- DVD cover
- Directed by: James Gilbert
- Written by: Stan Mars
- Produced by: James Grafton Jack Neary
- Starring: Harry Secombe
- Cinematography: Brian West
- Edited by: Anthony Buckley Barry Peters
- Music by: Peter Knight
- Production company: Immigrant Productions
- Distributed by: British Empire Films
- Release date: 18 November 1972;
- Running time: 92 mins
- Countries: Australia United Kingdom
- Language: English
- Budget: A$400,000

= Sunstruck =

Sunstruck (also known as Education of Stanley Evans) is a 1972 British-Australian comedy film directed by James Gilbert and starring Harry Secombe, Maggie Fitzgibbon and John Meillon. It was written by Stan Mars.

==Plot==
Stanley Evans, a Welsh schoolteacher, is very proud of the choir that he's formed with his pupils. But when the girl of his dreams — a new gym teacher — marries a fellow teacher, he decides to leave and migrate to Australia for a better life 'in the sun'.

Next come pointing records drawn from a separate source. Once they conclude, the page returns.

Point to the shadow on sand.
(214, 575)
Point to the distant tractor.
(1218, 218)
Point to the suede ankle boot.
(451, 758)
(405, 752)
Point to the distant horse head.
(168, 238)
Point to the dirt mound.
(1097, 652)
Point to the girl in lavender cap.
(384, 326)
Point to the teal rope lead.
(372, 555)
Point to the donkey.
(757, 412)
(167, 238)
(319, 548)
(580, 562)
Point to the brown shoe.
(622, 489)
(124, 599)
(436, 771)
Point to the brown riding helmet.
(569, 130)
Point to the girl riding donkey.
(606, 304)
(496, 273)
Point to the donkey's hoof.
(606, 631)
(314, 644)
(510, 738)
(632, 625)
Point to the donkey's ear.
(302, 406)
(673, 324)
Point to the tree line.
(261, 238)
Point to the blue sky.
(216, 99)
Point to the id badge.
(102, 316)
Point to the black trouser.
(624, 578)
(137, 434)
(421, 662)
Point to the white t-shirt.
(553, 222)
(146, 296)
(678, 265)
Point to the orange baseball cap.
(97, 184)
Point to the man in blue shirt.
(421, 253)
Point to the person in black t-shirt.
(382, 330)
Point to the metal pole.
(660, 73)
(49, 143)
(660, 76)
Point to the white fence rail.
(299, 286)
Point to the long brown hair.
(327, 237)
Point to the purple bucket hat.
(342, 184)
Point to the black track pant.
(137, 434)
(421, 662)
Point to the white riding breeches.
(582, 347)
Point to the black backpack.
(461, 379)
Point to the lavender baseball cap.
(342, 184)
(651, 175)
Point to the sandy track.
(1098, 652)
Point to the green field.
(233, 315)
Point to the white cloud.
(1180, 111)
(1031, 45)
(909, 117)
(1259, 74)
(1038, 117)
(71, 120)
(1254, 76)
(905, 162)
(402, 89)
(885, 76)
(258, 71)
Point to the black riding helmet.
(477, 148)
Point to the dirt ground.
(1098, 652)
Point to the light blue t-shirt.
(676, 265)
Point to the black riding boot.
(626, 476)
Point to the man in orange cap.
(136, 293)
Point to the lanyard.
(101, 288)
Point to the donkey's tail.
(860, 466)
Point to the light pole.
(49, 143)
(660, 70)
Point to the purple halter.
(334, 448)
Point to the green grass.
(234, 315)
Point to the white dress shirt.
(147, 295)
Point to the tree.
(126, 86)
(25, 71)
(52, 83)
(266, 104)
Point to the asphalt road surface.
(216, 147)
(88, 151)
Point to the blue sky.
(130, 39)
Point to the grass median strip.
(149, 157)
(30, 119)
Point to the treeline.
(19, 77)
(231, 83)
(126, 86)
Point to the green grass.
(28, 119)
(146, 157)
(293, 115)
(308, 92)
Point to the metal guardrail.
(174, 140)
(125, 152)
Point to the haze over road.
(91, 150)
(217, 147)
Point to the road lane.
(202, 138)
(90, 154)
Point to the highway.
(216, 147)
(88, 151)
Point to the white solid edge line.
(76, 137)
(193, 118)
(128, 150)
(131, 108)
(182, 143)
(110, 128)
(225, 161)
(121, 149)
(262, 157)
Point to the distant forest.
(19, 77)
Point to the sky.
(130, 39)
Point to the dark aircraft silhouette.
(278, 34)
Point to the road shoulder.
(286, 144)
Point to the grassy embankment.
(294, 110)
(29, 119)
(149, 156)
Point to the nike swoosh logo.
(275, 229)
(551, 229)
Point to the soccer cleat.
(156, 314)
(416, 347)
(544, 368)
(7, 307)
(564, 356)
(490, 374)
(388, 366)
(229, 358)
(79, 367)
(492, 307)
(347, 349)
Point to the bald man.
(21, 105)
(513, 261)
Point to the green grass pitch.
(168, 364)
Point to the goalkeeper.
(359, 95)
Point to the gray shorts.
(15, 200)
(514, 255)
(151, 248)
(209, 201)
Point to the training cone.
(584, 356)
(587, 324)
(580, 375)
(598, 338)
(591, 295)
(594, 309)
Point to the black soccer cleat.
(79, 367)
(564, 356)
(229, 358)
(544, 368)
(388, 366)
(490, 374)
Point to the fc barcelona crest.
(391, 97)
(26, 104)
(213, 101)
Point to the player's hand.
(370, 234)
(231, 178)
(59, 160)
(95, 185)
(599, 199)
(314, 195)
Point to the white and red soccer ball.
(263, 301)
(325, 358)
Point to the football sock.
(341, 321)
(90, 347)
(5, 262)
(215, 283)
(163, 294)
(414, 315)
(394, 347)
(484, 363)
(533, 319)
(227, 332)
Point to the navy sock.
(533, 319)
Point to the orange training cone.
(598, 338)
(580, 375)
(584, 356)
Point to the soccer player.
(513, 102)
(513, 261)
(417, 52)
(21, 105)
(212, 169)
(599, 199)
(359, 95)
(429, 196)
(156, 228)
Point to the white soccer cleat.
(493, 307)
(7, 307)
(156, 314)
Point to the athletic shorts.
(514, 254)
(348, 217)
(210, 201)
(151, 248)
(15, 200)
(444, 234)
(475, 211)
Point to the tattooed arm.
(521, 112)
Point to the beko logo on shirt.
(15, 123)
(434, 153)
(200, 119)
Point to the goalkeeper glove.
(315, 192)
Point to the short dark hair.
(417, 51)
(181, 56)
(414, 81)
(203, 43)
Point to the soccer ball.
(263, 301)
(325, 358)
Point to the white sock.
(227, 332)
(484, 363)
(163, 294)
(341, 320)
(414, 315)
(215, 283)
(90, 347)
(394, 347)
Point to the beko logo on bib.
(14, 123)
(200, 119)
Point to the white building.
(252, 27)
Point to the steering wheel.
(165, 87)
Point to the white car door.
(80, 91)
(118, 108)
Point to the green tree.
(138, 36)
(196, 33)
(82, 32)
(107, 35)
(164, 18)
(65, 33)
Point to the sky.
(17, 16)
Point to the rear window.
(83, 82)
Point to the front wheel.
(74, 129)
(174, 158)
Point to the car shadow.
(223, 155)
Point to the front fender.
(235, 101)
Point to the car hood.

From Sydney, he is assigned to a small school in the dead-end town of Kookaburra Springs, living in a small room over the local hotel run by Sal and Mick. All the kids live in farms throughout the district.

Homesick, and constantly playing recordings of his original school choir, he decides to form a choir of his new pupils, who haven't been taking him seriously and play pranks on him.

Mick secretly decides that the kids should enter a schools choir competition in Sydney, and when the application is accepted, Stan has only a few weeks left to train the group. They travel by bus to Sydney accompanied by Shirley, a feisty young lady who has taken a shine to Stan. But Shirley's brother doesn't want his sister involved with 'a fat little Welsh Pom', and makes clear his feelings to Stan before they leave.

The choir win a special commendation.

On his return, Stan marries Shirley.

==Cast==
- Harry Secombe as Stanley Evans (final film role)
- Maggie Fitzgibbon as Shirley Marshall
- John Meillon as Mick Cassidy
- Peter Whittle as Pete Marshall
- Dennis Jordan as Steve Cassidy
- Dawn Lake as Sal Cassidy
- Bobby Limb as Bill
- Norm Erskine as Norm
- Jack Allen as Banjo
- Roger Cox as Ben
- Tommy Mack as Gunboat
- Derek Nimmo
- Stuart Wagstaff as announcer
- Benita Collings as Alice

==Production==
The film was inspired by a poster used by the New South Wales government to attract teachers from Britain, where a teacher wearing swimmers and an academic board stands on Bondi Beach. It was designed as a vehicle for Harry Secombe and was shot near Parkes in New South Wales from January 1972. The budget mostly came from United States and British sources, with $100,000 from the Australian Film Development Corporation.

The pupils seen acting at choir practice in the early part of the film were from Afon Taf High School in Troedyrhiw. The choir recorded the entire choral soundtrack at the school and it was used in both the Welsh and Australian sequences. The beginning of the film used locations in two Welsh mining villages; Treharris and Trelewis near Merthyr Tydfil. The name of the school is Webster Street School, Treharris which has since been demolished for housing.

==Reception==
The film did not perform particularly well commercially or critically.

Murray Noble wrote in The Monthly Film Bulletin: "A crude and sentimental comedy made mostly at the expense of the Australians who, besides speaking an impenetrable slang of their own, are stereotyped as brainless, soulless, cultureless and essentially humourless. Harry Secombe wallows in his contrasting Welshness, and the film is only partially redeemed by Maggie Fitzgibbon's convincing performance as his outback sweetheart, a lady who vents the hostility she feels towards her bossy brother Pete by alternately using him and his beer supplies as targets in her shooting practice."

In The Radio Times Guide to Films Dave Aldridge gave the film 1/5 stars, writing: "This star vehicle for singer and comedian Harry Secombe was made Down Under back in the days when the Welsh warbler used to summer there. Daft and dated, even at the time, the slight tale has Secombe playing a dimwit Welsh schoolteacher who emigrates to the Aussie outback. The simple-minded humour derives from his patent unsuitability for the new way of life. Thankfully, the sort of film they don't make any more."

Leslie Halliwell wrote "Simple minded, uninspired, predictable family comedy for star fans."